Using a TF-IDF vectorized corpus produces similar topics to the first LDA model. However, I can ascertain a few trends within each topic. With words such as "white", "supermacist", "look", "man", and "square", Topic 1 appears to refer to a particular person or group of people (perhaps Unite the Right 2 organizers). Topic 3 also appears to refer to Topic 4 appears to refer to travel to the rally ("foggi", "bottom", "metro").
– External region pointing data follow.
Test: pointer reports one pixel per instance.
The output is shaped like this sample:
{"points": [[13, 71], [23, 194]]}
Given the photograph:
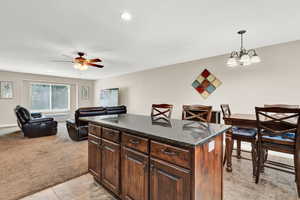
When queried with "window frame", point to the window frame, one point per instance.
{"points": [[50, 98]]}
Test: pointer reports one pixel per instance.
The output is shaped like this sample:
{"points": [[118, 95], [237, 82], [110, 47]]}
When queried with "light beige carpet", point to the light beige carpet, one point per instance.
{"points": [[30, 165]]}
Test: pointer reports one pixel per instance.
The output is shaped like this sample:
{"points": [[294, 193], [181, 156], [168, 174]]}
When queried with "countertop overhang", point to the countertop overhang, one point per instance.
{"points": [[181, 132]]}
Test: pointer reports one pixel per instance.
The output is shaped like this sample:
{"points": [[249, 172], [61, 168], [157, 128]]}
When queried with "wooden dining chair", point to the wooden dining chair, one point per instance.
{"points": [[279, 134], [197, 113], [161, 111], [241, 134]]}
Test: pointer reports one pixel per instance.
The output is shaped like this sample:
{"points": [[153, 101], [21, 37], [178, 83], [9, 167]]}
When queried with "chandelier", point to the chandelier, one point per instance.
{"points": [[243, 57]]}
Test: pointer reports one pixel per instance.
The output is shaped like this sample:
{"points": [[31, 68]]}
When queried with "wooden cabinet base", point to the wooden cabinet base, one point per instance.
{"points": [[137, 168]]}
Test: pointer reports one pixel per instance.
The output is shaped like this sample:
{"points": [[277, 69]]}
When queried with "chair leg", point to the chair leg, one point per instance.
{"points": [[254, 157], [238, 149], [264, 157], [258, 163], [225, 158]]}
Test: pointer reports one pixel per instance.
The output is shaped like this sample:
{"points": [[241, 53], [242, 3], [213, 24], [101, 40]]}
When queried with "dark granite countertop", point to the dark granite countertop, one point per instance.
{"points": [[181, 132]]}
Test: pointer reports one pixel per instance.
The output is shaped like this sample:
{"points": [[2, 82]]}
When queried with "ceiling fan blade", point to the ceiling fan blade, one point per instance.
{"points": [[95, 60], [62, 61], [95, 65]]}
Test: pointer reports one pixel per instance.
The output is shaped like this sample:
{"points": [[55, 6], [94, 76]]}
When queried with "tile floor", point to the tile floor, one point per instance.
{"points": [[81, 188]]}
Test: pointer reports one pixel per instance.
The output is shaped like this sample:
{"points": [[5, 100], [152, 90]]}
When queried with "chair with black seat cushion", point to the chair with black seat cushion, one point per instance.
{"points": [[116, 110], [33, 124], [78, 129], [278, 130], [242, 134], [197, 113], [161, 112]]}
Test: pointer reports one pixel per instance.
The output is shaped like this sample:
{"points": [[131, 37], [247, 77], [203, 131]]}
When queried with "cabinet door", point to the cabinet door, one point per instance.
{"points": [[169, 182], [135, 175], [111, 166], [94, 155]]}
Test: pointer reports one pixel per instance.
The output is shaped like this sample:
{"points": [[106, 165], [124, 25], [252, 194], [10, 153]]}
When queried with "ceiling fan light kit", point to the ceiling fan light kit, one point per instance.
{"points": [[82, 64], [243, 57]]}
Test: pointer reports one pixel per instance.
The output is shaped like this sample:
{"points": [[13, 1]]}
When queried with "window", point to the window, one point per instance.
{"points": [[49, 97]]}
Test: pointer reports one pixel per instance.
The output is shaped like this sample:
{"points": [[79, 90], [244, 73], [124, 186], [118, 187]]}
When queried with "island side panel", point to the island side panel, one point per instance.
{"points": [[208, 170]]}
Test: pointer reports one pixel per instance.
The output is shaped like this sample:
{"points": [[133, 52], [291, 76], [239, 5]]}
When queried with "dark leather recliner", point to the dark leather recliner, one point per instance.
{"points": [[78, 129], [33, 124]]}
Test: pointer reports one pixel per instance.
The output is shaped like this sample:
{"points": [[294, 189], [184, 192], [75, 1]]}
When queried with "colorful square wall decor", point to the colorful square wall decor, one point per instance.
{"points": [[206, 83]]}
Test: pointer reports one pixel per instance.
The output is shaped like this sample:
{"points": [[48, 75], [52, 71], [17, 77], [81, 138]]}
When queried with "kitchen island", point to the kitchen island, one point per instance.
{"points": [[138, 158]]}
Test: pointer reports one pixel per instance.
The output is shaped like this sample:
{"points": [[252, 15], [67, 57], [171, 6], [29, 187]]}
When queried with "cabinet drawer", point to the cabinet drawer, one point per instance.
{"points": [[135, 142], [94, 140], [110, 134], [172, 154], [95, 130]]}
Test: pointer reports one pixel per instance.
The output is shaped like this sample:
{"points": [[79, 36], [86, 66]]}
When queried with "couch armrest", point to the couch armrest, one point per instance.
{"points": [[36, 115]]}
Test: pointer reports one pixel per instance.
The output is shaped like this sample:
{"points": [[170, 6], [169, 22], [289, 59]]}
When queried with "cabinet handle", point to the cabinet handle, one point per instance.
{"points": [[168, 152], [134, 141]]}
LDA generates clusters that capture the latent structure of data assigned to each topic. The components of each topic suggest that the collected tweets exemplify general discussion about the event, discussions that are slightly left-leaning. Hashtags such as #alloutdc and #shutitdowndc signal more explicitly left-leaning responses to the rally. I think the best use of this method is to verify that uncategorized scraped tweets indeed discuss the Unite the Right rally.